As you well know I shall remaing optimistic  until I see a sufficient number of holes drilled to evaluate the potential. Further, there is a good possibility that "they" may find other prospective formations above the BD. I think that will happen if "they" look closely. Unfortunately all too often they do not take the time to look at shallower zones. I would go broke drilling a well as I want to see CORES and DRILL STEM TESTS and MUD LOGGER  on site from the get go.

 

I can show you many wells which are highly productive which were drilled based upon info derived from drilling a target zone. I think that info derived from drilling BD may lead to horizontal wells in other zones such as Cotton valley, Pettet and upper Smackover.

 

But, I am going to wait to buy my Porsche!   Good Luck to all of us!

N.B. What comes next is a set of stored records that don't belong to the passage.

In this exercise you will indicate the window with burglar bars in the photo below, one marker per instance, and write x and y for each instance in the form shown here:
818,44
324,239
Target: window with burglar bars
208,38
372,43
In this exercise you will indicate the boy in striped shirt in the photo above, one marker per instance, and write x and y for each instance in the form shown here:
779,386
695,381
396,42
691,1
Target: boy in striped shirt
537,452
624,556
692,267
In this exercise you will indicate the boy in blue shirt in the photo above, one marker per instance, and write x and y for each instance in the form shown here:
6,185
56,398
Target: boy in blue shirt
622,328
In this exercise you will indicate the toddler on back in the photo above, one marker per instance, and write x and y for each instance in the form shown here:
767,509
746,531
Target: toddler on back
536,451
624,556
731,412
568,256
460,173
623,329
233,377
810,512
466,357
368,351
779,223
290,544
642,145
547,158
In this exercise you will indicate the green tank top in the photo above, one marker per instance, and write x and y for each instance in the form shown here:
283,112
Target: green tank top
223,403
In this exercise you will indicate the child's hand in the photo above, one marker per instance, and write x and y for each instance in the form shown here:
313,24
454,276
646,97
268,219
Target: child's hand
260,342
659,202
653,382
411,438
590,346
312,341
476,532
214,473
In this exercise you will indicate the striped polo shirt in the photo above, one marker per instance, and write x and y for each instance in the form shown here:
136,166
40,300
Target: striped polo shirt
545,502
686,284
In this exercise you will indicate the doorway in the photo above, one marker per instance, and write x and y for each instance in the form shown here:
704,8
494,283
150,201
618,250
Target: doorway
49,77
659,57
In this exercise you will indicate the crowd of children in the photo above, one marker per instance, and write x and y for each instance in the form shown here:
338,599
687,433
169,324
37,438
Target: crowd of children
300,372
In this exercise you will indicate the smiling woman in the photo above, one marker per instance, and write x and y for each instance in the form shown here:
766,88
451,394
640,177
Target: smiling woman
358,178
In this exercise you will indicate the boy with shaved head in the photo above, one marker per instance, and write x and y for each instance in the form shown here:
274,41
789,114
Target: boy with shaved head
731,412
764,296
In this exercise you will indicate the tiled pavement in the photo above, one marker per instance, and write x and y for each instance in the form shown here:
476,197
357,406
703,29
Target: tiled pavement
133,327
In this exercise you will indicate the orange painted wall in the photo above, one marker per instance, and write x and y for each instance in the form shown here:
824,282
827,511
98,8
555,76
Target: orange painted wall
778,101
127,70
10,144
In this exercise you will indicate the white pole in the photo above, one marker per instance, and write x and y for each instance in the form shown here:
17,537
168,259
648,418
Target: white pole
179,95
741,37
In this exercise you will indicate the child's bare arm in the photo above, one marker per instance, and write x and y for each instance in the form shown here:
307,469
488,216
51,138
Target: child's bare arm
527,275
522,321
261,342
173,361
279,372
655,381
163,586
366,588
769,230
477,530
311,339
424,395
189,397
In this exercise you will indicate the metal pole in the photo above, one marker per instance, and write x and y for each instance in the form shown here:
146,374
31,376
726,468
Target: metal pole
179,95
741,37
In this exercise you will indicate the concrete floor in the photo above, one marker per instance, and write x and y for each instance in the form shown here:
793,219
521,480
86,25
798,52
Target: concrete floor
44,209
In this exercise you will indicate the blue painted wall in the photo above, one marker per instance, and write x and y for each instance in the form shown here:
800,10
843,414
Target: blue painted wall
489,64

"But, I am going to wait to buy my Porsche!"

 

Shoot Aubrey, everytime you mentioned CHK I went and bought a new car so now I have a porche, ferrari, and a H1.

 

Seriously though, anyone who bases important financial decisions off of a message board needs lessons on judgement.  This is a lot of fun for me because I'm a dreamer but I keep my dreams in perspective. Financially I'm probably one of the most conservative members on this forum. I still only have basic cable and my wife never buys any name brand food. Only Sam's choice, hytop, archer farms for us.  I mean who else but an old miser like me would spend so many hours trying to learn about a potential play when I only have approx 10 acres unleased.

 

I think the people who should remain grounded are the O&G companies. They are the ones who went crazy with the HA and started leasing at 20k/acre. All I have to do wait it out and I don't lose much if I do that.

 

A good lesson for those who get too enthusiatic would be the Austin Chalk play of the early 90s. The history of that play is interesting.

Skip,

I certainly concur in your advise. What I meant to say was "POSSIBLY PROSPECTIVE".  The CHK man could very well have been using ATV and company truck to go deer hunting. It caught my attention because he was going in direction of the last producing Pettet well in Horsehead Field  and  thought perhaps CHK might have some kind of deal going with Jeems Bayou in order to hbp the 2000 acres they were holding. Fortunately we got unit dissolved after 50+ years

At this time the Bayou Dorcheat stream bed North of Dixie Inn is owned by the landowners. Lots of reporting on this in the Minden paper.
T.S. Dudley is a broker, they are most certainly working for someone. I bet its Southwestern.

Here is a picture of all the tracts.

 

Yours looks better.
Do you have copyright approval from Keith????!!!!!!!!!  LOL!

Tony,

 

You're a little biased toward Arkansas:)

I have to wonder how much of these tracts were actually for their play, and if they decided to just buy the entire bayou's to keep competetion down.